3. [Duopoly] Suppose there are two firms in a market, Firm 1 and Firm 2. Firm 1 has a constant marginal cost of production of 12, while Firm 2 has a constant marginal cost of production of 8. They face a demand of Q = 50 - P/4.
(a) Suppose that these two firms engage in quantity competition (Cournot competition). What is the equilibrium quantity produced by each firm, and what is the prevailing market price?
(b) Suppose instead that these firms competed via prices (as in Bertrand competition). They have no capacity constraints. What is the equilibrium outcome of this game? [Note: If you wish, for this part of the problem, you may assume that firms set prices to two decimal places.]
(c) Suppose now that each firm has a capacity constraint. What is the equilibrium in this market when these constraints are q¯1 = q¯2 = 10?
(d) What happens when those constraints are increased to q¯1 = 10 q¯2 = 14?
(e) What happens when those constraints are increased to q¯1 = q¯2 = 300?
4. [Differentiated Demand - Price Competition] Two firms compete via price competition in a market with differentiated products. The demand for Firm l's good is Q1 = 600 - 4P1 + 3P2, while the demand for Firm 2's good is Q2 = 200 - 2P2 + P1. Firm 1 has costs C1(Q1) = 10Q, while Firm 2 has costs C2(Q2) = 2(Q2)2.
(a) Solve for the best response functions for each firm.
(b) Solve for the Nash equilibrium of this game.
5. [Spatial Bertrand] There are two firms in a linear town.
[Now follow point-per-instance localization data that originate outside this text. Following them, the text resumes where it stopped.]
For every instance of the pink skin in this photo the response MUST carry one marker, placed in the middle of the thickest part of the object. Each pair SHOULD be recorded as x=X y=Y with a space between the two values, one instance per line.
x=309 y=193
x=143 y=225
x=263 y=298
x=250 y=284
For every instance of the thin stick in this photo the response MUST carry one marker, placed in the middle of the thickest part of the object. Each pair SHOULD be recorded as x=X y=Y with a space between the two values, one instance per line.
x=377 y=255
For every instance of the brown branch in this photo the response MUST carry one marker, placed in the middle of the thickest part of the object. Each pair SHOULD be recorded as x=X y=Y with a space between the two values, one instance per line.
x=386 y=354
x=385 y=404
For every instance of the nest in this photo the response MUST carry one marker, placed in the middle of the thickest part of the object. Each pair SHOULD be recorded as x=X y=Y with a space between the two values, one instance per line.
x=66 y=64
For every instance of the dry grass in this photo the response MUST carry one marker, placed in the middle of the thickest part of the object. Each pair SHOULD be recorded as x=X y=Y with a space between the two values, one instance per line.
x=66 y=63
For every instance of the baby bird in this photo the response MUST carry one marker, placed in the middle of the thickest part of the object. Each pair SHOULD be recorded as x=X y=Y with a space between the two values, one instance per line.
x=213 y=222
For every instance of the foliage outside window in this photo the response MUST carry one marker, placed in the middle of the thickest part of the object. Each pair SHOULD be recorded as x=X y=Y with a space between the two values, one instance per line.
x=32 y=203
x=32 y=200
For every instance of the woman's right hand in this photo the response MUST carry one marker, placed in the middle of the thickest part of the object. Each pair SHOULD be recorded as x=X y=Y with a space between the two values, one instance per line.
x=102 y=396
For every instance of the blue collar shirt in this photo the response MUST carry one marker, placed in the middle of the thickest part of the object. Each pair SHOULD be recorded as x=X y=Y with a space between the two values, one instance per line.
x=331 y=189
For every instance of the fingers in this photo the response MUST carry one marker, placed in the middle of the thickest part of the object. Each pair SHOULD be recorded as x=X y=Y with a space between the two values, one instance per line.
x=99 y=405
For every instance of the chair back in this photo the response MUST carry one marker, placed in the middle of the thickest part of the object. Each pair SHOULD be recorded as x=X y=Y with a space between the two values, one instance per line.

Firm 1 is located at x = 0, and Firm 2 is located at x = 1. Firm 1 has a constant marginal cost of 1; Firm 2 has a constant marginal cost of 2. There is a unit mass of consumers in this town (N=1) uniformly distributed along the line. Each consumer gets a benefit V from buying the good (which we will assume is high enough that they always buy the good), but experiences transit costs equal to twice the distance from their location to the store from which they buy the good (in the notation we used in class, t = 2). That is, a consumer that is located distance d away from store i receives a surplus of V -pi - 2d if they buy the good from store i.
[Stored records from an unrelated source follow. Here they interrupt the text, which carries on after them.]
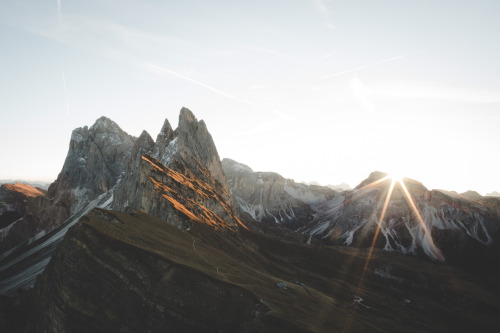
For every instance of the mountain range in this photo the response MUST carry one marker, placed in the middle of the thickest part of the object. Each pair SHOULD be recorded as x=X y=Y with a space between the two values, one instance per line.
x=144 y=235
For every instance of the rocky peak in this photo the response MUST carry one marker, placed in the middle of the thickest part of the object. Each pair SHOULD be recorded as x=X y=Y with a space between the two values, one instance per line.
x=196 y=146
x=229 y=164
x=166 y=134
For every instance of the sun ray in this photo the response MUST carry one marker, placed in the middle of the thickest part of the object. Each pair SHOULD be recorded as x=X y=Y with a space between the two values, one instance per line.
x=365 y=189
x=348 y=323
x=427 y=235
x=381 y=219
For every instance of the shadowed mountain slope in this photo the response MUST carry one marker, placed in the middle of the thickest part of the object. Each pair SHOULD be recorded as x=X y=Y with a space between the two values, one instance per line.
x=136 y=273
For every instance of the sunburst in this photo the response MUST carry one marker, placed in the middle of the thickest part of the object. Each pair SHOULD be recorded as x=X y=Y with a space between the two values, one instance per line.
x=396 y=179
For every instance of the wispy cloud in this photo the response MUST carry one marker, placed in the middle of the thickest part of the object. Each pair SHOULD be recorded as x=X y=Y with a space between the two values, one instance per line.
x=361 y=93
x=355 y=69
x=59 y=11
x=322 y=8
x=204 y=85
x=328 y=55
x=66 y=92
x=423 y=90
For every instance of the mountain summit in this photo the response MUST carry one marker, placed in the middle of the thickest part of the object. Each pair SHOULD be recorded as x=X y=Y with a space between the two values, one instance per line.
x=144 y=235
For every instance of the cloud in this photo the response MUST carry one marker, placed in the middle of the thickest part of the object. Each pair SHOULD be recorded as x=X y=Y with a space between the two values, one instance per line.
x=355 y=69
x=320 y=6
x=410 y=90
x=65 y=92
x=204 y=85
x=361 y=93
x=59 y=11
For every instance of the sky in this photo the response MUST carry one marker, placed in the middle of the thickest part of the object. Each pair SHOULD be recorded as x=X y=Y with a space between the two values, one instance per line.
x=316 y=90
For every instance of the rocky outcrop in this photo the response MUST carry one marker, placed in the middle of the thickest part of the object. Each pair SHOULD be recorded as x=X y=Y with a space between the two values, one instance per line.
x=267 y=197
x=14 y=199
x=96 y=159
x=437 y=224
x=178 y=178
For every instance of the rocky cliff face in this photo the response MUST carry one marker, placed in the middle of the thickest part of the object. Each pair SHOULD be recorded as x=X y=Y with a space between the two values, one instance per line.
x=96 y=159
x=14 y=199
x=178 y=178
x=119 y=272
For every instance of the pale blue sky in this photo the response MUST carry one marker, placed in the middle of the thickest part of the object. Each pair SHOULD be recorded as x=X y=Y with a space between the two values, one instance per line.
x=316 y=90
(a) Solve for the marginal consumer as a function of p1 and p2.
(b) Solve for each firm's best response function.
(c) Solve for the equilibrium prices in this town.
(d) Suppose now that the prices of Firm 1 and Firm 2 are fixed, and cannot be changed. However, a new firm (Firm 3) is entering the town. This firm will be located at x = 0.5, and has a constant marginal cost of c.
i. Solve for the lowest consumer that purchases the good from Firm 3, as a function of Firm 3's price. (Remember, pi and /32 are fixed.) Solve for the highest consumer that purchases the good from Firm 3.
ii. Solve for Firm 3's optimal price, as a function of it's marginal cost c.
- Problem sets are due in class on Tuesday, October 18. Please bring your problem set to the section in which you are enrolled.
- You must submit a physical copy of your problem set.
- Be sure to put your name and student number on your solutions - problem sets submitted without a name will be discarded.
- Either type your solutions, or write them extremely neatly. The graders will be instructed to disregard any answers that are difficult to read.
- Show all of your work, and present it in a logical manner.
- You may work in groups of up to four. You do not have to work in a group, but you may do so if you choose.
- Each member of the group must write up their own solutions and turn them in. If you choose to work in groups, on the first page of your solutions, list the group members with whom you collaborated.